Elle suivit, morose, un homme entre deux âges et tenta d’ébouriffer ses cheveux trop méticuleusement coiffés à son goût…
… puis s'immobilisa près d’une grand-mère, faisant passer devant elle le feu piéton au rouge, pour qu’elle s’arrête et puisse ainsi…
… rencontrer sa pâtissière préférée, qui arrivait juste derrière…
… un garçon d’une quinzaine d’années qui les dépassa à toutes jambes, profitant de ce que les voitures n’aient pas encore redémarré. La Ville fila à sa suite et alors qu’il reprenait une marche normale, elle fit rouler à ses pieds une jolie pièce bizarrement trouée qu’elle avait fauchée la veille à un visiteur sympathique, comme souvenir de son passage. Alors que le garçon ramassait son cadeau, intrigué, la grand-mère bougonna depuis le trottoir d’en face sur l’imprudence de la jeunesse, faisant rire sa pâtissière et redonnant un peu le moral à la Ville.

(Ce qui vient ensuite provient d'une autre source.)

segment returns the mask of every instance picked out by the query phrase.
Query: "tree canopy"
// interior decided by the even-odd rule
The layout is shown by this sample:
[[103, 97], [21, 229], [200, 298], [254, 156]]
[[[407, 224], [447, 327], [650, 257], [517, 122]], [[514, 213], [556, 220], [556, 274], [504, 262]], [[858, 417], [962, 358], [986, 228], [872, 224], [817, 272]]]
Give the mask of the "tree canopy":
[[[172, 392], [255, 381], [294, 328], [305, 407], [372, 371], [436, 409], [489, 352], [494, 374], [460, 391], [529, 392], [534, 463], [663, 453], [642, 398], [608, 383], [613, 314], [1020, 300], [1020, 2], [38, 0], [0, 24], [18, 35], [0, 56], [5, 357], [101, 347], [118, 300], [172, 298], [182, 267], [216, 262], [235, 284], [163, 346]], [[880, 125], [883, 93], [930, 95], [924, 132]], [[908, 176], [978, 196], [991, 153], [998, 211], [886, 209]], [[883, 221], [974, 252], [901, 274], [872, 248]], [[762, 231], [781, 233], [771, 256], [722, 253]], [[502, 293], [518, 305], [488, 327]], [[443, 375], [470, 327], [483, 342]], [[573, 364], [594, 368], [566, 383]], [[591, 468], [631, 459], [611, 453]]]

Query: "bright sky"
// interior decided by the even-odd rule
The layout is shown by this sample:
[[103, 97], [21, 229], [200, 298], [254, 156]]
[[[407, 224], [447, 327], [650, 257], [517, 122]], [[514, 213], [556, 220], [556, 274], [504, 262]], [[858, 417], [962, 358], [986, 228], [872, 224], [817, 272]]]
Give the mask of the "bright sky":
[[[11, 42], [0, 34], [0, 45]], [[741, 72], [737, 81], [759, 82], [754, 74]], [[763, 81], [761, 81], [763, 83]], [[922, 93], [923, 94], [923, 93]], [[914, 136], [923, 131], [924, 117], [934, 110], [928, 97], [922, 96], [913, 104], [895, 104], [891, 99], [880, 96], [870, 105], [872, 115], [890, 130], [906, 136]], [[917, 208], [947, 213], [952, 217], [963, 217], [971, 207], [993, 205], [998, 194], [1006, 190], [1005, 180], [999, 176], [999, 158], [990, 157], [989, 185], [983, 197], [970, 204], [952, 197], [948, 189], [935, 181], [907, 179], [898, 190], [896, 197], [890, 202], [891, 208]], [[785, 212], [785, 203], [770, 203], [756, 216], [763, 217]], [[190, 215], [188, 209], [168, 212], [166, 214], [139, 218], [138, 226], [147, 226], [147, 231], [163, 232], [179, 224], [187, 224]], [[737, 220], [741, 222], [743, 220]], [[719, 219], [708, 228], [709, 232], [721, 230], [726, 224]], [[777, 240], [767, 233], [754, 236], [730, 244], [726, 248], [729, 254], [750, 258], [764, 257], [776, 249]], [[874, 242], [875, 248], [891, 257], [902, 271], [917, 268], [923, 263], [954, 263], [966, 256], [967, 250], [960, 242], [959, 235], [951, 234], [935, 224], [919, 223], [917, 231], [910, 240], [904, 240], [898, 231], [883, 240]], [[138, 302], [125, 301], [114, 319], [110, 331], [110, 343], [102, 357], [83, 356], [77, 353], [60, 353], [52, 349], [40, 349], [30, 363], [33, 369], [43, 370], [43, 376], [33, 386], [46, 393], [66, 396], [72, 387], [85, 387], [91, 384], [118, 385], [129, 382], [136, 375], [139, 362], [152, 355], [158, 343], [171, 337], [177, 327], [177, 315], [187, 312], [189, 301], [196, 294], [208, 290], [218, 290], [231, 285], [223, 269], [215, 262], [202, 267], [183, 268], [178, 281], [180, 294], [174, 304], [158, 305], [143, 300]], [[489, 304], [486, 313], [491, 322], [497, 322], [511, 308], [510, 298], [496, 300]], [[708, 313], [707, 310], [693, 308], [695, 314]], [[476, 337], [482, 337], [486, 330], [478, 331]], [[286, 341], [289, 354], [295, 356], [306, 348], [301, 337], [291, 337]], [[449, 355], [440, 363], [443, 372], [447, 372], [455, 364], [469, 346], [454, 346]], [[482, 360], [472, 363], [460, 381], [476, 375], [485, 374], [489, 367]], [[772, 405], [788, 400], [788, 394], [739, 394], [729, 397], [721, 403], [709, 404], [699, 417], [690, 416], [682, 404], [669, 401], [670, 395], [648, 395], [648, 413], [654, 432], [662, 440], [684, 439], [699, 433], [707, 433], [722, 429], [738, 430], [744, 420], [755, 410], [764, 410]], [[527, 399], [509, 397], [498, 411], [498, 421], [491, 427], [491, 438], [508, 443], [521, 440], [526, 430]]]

Un vrombissement la secoua alors que soudain, son rythme s’accéléra, comme brusquement porté par une musique plus entrainante, les notes s’accrochant à la partition, les musiciens s’harmonisant et les danseurs trouvant leur cadence : on sortait de chez soi, on allait à la boulangerie, au travail, au café, chercher son journal, on promenait son chien, on courrait après un bus, certains même se contentaient de flâner au hasard et tous se croisaient, partaient dans des sens opposés, revenaient, voltaient dans une rue et hop, un arrêt pour un petit duo avec une connaissance, puis zoum !, repartaient valser seul plus loin. La Ville bondit de joie, tirant tous ses habitants des dernières brumes du sommeil, et fondit sur son petit protégé préféré qui s’affairait au sommet d’un toit : la première danse du long ballet de la journée débutait. Korégraph était de retour.